Install dependencies (if needed):
uv sync
Running the Agent
Call the agent with a natural language prompt:
uv run main.py "run tests.py"
Use --verbose to see detailed information about tool calls, token usage, and results:
uv run main.py "get the contents of lorem.txt" --verbose
uv run main.py "create a new README.md file with the contents '# calculator'" --verbose
uv run main.py "what files are in the root?" --verbose
Example verbose output:
User prompt: run tests.py
Prompt tokens: ...
Response tokens: ...
Response:
Calling function: run_python_file({'file_path': 'tests.py'})
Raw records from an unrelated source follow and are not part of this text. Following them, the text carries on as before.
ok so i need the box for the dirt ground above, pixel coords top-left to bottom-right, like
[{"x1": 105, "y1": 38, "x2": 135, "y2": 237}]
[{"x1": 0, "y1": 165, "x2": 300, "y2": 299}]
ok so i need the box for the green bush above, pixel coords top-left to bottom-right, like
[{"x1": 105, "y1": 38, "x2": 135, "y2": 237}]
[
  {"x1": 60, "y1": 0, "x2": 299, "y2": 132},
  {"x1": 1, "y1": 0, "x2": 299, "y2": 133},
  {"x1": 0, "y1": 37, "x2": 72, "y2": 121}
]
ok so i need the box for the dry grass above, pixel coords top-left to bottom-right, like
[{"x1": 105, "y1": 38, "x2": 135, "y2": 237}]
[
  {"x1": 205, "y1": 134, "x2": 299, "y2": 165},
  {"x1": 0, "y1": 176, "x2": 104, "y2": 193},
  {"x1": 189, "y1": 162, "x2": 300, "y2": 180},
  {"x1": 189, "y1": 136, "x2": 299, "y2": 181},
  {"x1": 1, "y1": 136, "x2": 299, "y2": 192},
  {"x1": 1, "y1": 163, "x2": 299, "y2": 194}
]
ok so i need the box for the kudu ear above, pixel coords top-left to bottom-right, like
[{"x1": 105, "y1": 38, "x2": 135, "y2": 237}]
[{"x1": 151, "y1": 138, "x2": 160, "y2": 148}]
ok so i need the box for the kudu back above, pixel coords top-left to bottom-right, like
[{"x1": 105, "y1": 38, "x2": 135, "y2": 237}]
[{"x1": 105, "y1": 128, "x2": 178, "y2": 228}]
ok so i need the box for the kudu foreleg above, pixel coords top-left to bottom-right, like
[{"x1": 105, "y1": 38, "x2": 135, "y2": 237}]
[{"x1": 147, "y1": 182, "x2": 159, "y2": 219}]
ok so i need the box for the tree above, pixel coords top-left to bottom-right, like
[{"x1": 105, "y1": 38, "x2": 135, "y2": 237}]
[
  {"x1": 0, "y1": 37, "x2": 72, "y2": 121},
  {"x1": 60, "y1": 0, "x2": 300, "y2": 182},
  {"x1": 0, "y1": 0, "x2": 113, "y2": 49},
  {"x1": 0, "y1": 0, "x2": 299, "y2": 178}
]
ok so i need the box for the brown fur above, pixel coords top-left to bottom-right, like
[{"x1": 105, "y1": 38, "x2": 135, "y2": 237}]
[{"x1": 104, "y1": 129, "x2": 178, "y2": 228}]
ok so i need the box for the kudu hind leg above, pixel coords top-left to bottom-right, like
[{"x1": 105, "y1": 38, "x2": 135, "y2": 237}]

-> {'result': 'STDERR:...\n----------------------------------------------------------------------\nRan 9 tests in 0.000s\n\nOK\n'}
Configuration
config.py currently defines:
MAX_CHARS = 10000
WORKING_DIR = "./calculator"
WORKING_DIR controls which directory the tools operate in.
MAX_CHARS can be used to cap file sizes or responses if needed.
Tools
Each tool is defined in functions/ with two parts:
A Python function that does the work.
A schema_* declaration (a types.FunctionDeclaration) that describes the tool to Gemini.
Current tools:
get_files_info(working_directory, directory=".")
Lists files in directory relative to WORKING_DIR.
Returns a human-readable string with file size and is_dir information.
get_file_content(working_directory, file_path)
Safely reads file contents within WORKING_DIR.
write_file(working_directory, file_path, content)
Writes text to a file under WORKING_DIR.
run_python_file(working_directory, file_path)
Executes a Python file and returns its output.
Development Notes
call_function.py centralizes:
Tool registration (available_functions).
Name → function mapping (function_map).
Execution, error handling, and response wrapping.
main.py is responsible for:
Argument parsing.
Calling Gemini.
Detecting function_calls.
Delegating to call_function and printing results.
As the project evolves, you can:
Add new tools in functions/ and register them in call_function.py.
Extend the system prompt in prompts.py to steer the agent’s behavior.
Pass tool outputs back into the model for multi-step reasoning.